The only ray of hope in Tony’s life is rugby Coach Joe (a terrific Shane Connor), whose degree of commitment to his young protege’s future is reminiscent of the bond shared by some of the great on-screen sports coaches in movie history. If the bespectacled Tony is to be considered for the State team, he needs Scarf to lend him money for contact lenses. This favour sets in motion a widening and maddening chain of events that threaten all that Tony holds dear – the responsibilities he has for his family, Coach Joe’s respect and belief in him, and his own hopes for a better life for he and his baby brother.
The contradictions of lower-middle-class suburbia are brought to life in accomplished widescreen cinematography by Leilani Hannah, and the thoughtful score by Lisa Gerrard (whose gentle, tonal atmospherics recaptures the existential teen-angst that highlighted her acclaimed score for Niki Caro’s Whale Rider) give the film a polished look that belies what was a relatively low budget.
But it is Jared Taperis who embodies the tension and humanity of Patrick’s script and he proves a major find. With his pimply skin and eye problems, he’s every teenager we’ve ever known or been. But he’s also an old spirit who, even at his young age, understands the truth of what is most important to one’s young life. Taperis gives a performance beyond his years, coming across as a young leading man cut from the 80’s John Cusack/00’s Aaron Johnson cloth. In a just world, his work in Playing for Charlie should kick-start a long career in film, both home and abroad.

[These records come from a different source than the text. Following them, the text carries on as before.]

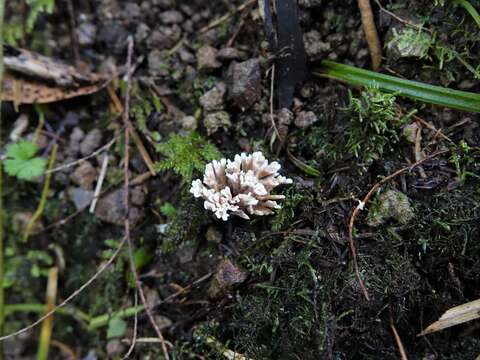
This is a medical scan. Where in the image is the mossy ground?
[0,0,480,360]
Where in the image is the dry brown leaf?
[0,73,106,105]
[3,45,105,87]
[417,299,480,336]
[0,45,108,106]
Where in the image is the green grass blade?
[455,0,480,26]
[317,60,480,112]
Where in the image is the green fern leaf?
[5,140,47,180]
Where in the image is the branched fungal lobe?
[190,152,292,221]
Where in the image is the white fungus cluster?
[190,152,292,221]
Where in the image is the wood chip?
[0,73,106,105]
[417,299,480,336]
[0,45,108,106]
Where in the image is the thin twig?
[348,150,450,300]
[0,237,127,341]
[66,0,80,66]
[390,322,408,360]
[123,37,170,360]
[122,36,138,359]
[108,84,156,176]
[269,65,282,141]
[88,154,108,214]
[357,0,382,71]
[23,144,58,242]
[45,135,118,174]
[37,266,58,360]
[375,0,433,34]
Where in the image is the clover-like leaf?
[5,140,47,180]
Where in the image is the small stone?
[178,47,195,64]
[208,259,247,299]
[367,190,415,226]
[197,46,222,71]
[402,123,419,144]
[70,126,85,143]
[67,187,93,210]
[95,189,143,226]
[295,111,318,129]
[199,81,227,111]
[303,30,332,61]
[385,16,433,63]
[159,10,183,24]
[130,186,147,206]
[97,21,129,55]
[123,1,142,19]
[203,111,232,135]
[205,226,222,244]
[147,24,182,50]
[76,22,97,46]
[228,59,262,109]
[148,49,169,76]
[80,129,102,156]
[12,211,43,235]
[180,115,197,130]
[217,47,247,60]
[107,339,125,358]
[277,108,293,126]
[135,23,151,44]
[70,161,97,190]
[154,315,173,330]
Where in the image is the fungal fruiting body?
[190,151,292,221]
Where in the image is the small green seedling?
[155,132,222,183]
[5,140,47,181]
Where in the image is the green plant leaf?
[316,60,480,113]
[5,140,47,180]
[455,0,480,26]
[155,131,222,183]
[107,318,127,339]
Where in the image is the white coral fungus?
[190,151,292,221]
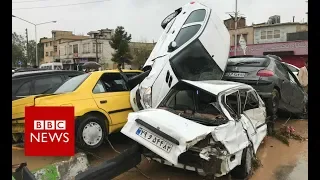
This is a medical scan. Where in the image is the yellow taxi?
[12,70,141,149]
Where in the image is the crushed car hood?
[121,109,215,164]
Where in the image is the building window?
[261,31,267,39]
[73,44,79,54]
[267,31,273,39]
[231,34,248,46]
[98,44,102,53]
[273,30,280,38]
[82,43,90,54]
[68,45,72,55]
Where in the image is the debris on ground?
[252,157,262,171]
[272,125,307,146]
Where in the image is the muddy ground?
[12,119,308,180]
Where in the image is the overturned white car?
[129,2,230,111]
[121,80,267,178]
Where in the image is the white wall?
[60,39,114,67]
[254,25,297,44]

The only question left unanswered about Patrick’s fine film is ‘Why the delayed, single-cinema release?’ Having won over audiences at the 2008 Sydney Film Festival (when this scribe first saw the film), the film proves every bit the crowd-pleaser (and, by no small measure, better than) the A$2.2million-grossing The Black Balloon. Make the effort to seek out Playing for Charlie, and you will be rewarded.